A cursor is a pointer to a result set. Opening a cursor marks your intent to view data as of that point in time. It doesn't have the values the query returns. It's only when you fetch data from the cursor that you get the values.
This is why opening a cursor is instant: it doesn't get any data!
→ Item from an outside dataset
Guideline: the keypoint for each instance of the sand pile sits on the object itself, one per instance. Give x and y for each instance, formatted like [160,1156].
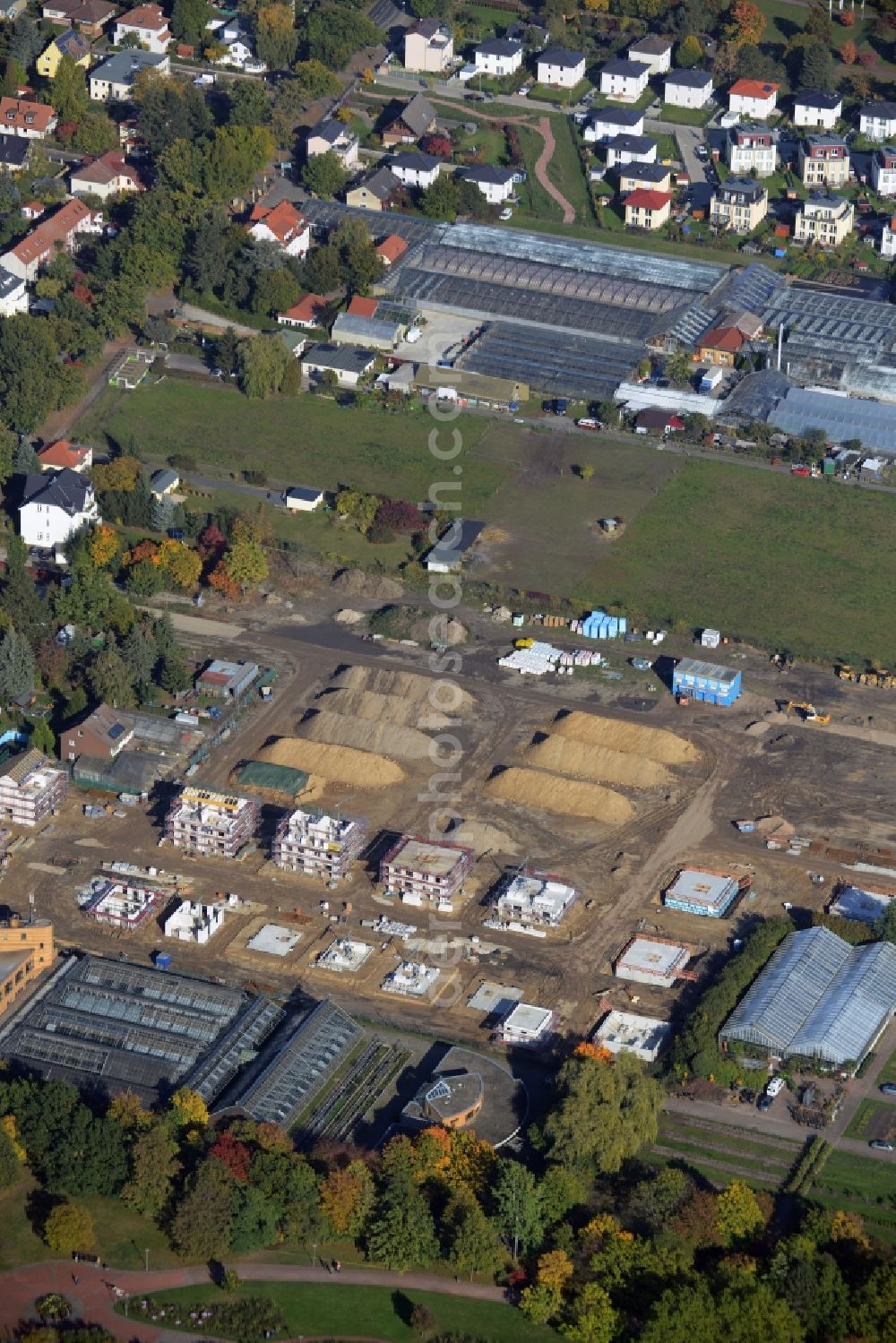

For example, if you create a function that sleeps for 1s and a 10 row table:
create or replace function f (v int)
return int as
begin
dbms_lock.sleep(1);
return v;
end;
/
drop table t purge;
create table t as
select rownum x from dual connect by level <= 10;
A query that calls f for each row of t takes 10s:
SQL> set timing on
SQL> select f(x) from t;
F(X)
----------
1
2
3
4
5
6
7
8
9
10
10 rows selected.
Elapsed: 00:00:10.46
But opening the cursor for this query is instant:
SQL> var c refcursor;
SQL> begin
2 open :c for
3 select f(x) from t;
4 end;
5 /
PL/SQL procedure successfully completed.
Elapsed: 00:00:00.31
It's only when you fetch the cursor that Oracle Database executes the query and gets the values:
SQL> print :c;
F(X)
----------
1
2
3
4
5
6
7
8
9
10
10 rows selected.
Elapsed: 00:00:10.31
So if at
fetch time Oracle Database is unable to reconstruct how the data looked at the time you
opened the cursor (because the undo was overwritten or whatever) you get ORA-01555.